Eure Hipster-Freunde finden Dinge toll, von denen ihr noch nie was gehört habt? Wir erklären euch ihre seltsame Welt!

Was ist Quinoa?

Dem einen oder anderen Ernährungsfetischisten ist Quinoa in den letzten Monaten sicher schon untergekommen, schließlich gelten diese Körner als Superfood. Biomärkte und Reformhäuser deutschlandweit verzeichnen einen deutlichen Boom des so genannten Pseudogetreides.
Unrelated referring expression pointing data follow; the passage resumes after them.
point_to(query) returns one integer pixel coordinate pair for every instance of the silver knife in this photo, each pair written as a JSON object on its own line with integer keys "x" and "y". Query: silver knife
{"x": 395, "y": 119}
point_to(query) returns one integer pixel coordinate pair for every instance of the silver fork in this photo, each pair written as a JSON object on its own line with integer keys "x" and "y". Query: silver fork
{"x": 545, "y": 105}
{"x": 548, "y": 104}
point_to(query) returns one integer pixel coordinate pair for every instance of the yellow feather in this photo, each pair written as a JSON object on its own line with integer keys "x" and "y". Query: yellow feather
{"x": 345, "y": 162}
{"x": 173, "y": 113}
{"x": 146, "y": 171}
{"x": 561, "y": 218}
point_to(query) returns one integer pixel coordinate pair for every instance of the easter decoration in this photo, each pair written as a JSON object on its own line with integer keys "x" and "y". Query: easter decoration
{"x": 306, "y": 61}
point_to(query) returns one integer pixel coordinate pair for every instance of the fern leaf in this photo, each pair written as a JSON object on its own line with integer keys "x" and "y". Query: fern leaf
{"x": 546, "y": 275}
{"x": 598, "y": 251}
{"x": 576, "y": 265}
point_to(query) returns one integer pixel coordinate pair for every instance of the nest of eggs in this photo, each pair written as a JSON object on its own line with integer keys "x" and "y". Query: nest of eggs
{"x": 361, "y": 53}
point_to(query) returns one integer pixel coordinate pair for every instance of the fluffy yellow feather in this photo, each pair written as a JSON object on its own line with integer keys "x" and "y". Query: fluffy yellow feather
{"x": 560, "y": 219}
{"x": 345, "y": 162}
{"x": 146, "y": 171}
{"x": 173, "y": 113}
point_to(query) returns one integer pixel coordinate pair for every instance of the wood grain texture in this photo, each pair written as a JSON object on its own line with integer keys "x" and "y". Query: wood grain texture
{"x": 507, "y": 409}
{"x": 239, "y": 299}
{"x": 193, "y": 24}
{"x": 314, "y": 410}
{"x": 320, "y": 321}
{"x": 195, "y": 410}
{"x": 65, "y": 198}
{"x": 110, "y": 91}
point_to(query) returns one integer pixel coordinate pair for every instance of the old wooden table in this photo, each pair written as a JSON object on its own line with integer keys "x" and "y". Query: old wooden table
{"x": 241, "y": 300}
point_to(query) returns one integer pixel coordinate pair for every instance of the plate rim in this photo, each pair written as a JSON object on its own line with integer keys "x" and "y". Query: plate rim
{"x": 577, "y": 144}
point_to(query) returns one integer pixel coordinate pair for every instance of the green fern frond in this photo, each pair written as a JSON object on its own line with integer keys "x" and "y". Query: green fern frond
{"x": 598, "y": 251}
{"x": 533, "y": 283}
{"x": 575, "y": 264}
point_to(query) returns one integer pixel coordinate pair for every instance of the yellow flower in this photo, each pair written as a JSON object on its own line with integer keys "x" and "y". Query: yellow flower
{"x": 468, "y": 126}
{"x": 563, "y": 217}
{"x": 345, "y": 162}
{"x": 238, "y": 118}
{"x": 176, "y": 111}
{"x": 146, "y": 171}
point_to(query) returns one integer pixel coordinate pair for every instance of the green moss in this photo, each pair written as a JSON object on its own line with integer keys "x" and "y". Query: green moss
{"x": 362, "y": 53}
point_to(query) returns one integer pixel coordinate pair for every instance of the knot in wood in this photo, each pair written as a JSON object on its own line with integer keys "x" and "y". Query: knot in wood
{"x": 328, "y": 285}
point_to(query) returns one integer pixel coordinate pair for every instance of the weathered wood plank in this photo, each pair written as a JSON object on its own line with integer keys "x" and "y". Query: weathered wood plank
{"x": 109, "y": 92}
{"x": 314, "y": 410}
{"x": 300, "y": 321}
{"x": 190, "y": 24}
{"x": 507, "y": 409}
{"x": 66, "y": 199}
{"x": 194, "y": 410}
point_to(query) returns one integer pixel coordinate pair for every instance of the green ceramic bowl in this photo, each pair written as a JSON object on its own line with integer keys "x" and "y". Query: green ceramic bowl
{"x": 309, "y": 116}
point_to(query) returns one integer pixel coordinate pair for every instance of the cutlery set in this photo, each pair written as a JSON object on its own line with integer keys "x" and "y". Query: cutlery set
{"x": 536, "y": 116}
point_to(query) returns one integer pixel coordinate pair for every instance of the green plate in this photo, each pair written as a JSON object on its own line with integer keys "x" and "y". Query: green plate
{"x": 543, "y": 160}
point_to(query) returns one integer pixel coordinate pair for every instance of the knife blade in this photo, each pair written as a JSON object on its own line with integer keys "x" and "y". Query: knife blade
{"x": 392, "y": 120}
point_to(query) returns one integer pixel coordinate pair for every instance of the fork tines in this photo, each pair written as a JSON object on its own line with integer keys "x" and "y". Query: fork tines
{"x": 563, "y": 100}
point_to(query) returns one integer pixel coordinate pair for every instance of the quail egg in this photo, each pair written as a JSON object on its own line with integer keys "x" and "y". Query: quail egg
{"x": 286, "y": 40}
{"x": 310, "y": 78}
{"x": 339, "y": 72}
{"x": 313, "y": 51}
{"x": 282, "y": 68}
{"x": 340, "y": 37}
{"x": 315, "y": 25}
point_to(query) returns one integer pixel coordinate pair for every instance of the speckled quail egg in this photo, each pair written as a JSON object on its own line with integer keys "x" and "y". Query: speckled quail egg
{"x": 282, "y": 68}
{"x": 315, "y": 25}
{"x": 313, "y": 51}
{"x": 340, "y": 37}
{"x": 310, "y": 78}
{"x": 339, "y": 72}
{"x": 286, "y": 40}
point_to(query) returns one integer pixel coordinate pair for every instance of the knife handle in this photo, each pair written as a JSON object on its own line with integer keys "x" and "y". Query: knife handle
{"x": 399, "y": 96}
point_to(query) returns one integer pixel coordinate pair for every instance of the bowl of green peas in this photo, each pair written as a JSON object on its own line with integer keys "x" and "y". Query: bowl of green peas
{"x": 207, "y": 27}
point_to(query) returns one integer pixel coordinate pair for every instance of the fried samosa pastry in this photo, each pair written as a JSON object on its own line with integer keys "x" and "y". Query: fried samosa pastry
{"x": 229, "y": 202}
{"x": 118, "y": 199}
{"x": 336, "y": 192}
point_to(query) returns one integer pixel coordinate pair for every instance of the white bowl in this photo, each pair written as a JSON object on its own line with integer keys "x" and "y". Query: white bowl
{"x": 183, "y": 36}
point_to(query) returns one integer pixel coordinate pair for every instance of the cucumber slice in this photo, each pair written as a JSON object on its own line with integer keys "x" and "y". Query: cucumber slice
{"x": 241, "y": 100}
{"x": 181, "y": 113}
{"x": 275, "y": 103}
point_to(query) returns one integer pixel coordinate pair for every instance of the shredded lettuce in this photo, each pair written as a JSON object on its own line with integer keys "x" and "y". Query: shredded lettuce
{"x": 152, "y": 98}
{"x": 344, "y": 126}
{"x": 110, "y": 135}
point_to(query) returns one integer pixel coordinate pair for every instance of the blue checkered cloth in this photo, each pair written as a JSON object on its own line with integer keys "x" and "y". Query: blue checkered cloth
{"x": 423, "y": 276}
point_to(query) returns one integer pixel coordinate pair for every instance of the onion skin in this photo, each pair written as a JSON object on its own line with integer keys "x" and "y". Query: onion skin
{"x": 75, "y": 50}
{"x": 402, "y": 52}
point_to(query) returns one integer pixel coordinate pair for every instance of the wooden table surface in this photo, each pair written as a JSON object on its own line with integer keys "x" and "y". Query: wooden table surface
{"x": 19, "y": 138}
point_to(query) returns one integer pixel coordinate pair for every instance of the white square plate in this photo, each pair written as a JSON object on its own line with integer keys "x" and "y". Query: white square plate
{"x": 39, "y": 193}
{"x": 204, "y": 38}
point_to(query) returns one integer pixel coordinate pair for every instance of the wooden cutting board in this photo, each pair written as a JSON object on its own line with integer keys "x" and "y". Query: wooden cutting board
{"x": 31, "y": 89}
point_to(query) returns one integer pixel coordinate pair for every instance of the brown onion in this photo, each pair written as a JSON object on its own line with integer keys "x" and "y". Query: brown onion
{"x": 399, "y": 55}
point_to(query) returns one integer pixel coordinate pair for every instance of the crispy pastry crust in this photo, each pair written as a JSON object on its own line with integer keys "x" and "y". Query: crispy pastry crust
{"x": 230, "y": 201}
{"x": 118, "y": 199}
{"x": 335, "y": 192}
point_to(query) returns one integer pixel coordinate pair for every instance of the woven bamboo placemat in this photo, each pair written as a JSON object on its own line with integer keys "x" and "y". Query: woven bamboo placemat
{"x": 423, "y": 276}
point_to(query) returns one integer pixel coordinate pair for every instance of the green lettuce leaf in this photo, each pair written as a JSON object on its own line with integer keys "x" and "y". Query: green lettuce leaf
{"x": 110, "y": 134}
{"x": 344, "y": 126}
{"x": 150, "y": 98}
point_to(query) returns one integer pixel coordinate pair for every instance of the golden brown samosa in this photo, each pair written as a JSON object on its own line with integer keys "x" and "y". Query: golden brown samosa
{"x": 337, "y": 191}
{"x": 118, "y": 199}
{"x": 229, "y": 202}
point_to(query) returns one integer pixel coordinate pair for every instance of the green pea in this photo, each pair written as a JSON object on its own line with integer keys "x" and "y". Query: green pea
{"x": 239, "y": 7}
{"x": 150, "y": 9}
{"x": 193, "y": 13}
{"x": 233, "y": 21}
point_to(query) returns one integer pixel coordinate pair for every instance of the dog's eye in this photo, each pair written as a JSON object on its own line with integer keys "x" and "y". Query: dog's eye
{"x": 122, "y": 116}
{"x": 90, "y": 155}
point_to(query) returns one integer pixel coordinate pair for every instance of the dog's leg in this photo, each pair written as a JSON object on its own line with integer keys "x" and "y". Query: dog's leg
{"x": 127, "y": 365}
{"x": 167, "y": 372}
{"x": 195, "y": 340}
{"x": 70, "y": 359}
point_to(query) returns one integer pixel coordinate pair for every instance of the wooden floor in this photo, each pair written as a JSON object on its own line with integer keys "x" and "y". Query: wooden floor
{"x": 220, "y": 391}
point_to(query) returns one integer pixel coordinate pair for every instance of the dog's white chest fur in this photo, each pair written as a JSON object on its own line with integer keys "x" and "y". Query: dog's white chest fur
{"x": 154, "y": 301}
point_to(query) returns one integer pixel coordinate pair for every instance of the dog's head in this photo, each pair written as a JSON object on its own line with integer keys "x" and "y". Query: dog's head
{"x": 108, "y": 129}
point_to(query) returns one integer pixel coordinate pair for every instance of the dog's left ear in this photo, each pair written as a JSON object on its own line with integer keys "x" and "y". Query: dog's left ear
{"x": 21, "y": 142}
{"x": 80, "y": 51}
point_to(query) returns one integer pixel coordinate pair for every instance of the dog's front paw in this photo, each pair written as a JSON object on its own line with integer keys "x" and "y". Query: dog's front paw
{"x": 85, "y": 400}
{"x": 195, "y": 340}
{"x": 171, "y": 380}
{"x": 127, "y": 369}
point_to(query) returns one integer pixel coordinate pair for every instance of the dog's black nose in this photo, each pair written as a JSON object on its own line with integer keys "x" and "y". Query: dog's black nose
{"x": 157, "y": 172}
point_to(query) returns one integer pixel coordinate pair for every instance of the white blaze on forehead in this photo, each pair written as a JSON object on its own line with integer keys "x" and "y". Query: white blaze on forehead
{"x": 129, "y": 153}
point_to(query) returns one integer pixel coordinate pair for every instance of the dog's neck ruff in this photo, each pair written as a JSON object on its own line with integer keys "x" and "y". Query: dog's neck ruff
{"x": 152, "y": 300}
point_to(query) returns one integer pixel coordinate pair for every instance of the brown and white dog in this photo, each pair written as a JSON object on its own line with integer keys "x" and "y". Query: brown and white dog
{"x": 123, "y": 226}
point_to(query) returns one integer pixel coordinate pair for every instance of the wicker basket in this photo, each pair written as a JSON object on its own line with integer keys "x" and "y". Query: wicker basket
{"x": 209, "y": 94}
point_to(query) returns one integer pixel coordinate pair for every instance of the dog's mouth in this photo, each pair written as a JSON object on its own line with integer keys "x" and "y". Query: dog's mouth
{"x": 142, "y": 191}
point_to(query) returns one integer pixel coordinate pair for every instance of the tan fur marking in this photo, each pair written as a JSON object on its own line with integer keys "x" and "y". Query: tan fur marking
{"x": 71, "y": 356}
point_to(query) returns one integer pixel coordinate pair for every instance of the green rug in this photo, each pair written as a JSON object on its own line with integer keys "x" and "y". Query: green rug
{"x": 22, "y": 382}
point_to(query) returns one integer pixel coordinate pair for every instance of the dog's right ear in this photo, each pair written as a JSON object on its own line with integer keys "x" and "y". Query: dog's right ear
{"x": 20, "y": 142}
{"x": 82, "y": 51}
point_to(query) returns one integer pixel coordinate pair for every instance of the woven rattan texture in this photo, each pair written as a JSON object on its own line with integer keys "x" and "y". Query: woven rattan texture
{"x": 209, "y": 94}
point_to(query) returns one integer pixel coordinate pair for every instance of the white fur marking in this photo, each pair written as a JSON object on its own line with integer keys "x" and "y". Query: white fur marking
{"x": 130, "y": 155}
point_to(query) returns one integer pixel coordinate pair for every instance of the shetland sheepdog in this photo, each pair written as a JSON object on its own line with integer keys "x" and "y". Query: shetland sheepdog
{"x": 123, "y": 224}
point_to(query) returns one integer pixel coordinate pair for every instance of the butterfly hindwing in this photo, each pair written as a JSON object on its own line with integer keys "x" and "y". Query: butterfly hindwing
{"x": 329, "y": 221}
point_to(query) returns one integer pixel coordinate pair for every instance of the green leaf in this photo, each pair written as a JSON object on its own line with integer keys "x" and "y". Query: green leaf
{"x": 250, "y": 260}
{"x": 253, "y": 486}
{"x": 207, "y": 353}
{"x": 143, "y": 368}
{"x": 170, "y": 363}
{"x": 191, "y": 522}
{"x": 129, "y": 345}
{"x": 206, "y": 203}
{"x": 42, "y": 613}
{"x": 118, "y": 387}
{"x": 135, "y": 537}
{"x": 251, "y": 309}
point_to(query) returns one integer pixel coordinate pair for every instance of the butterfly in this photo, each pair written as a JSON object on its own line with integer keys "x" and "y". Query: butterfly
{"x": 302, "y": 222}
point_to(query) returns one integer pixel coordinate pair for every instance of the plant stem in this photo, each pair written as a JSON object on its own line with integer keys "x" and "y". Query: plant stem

Importiert wird Quinoa aus dem fernen Südamerika. Dort hat es eine lange Geschichte: Schon vor 6.000 Jahren bauten die Inkas in den Hochanden von Peru und Bolivien Quinoa an. Weil Quinoa schnell satt macht und außerdem noch eine entsäuernde Wirkung hat, gilt es als besonders gesund und wurde von den Inkas wegen der stärkenden Wirkung sogar als „Muttergetreide“ bezeichnet.

Wie sieht es aus?

Quinoa gibt es in drei Varianten: In seiner Ursprungsform, in der Kauf-Version im Supermarkt und als zubereitetes Nahrungsmittel. Der Quinoa-Busch an sich könnte mit seinen lila Blüten und Ahorn-ähnlichen Blättern auch in vielen deutschen Gärten stehen. Aus den Blüten werden dann beim Dreschen die Quinoa-Körner gewonnen. Diese kleinen, braunen Kügelchen findet der deutsche Hipster dann im Supermarkt.

Nach dem Kochen – Quinoa wird ähnlich wie Reis mit viel Wasser aufgekocht – sind die Körner leicht aufgequollen und etwas klebrig. In diesem Zustand kann man es auch leicht mit Couscous oder Bulgur verwechseln.

Wofür brauche ich es?

Quinoa kann man, so steht es zumindest in zahlreichen Ernährungsblogs und Frauenmagazinen, für einfach alles verwenden. Zum Frühstück gibt es Quinoa-Brei, zum Mittag einen Quinoa-Salat und zum Abendbrot leckere Quinoa-Falafel.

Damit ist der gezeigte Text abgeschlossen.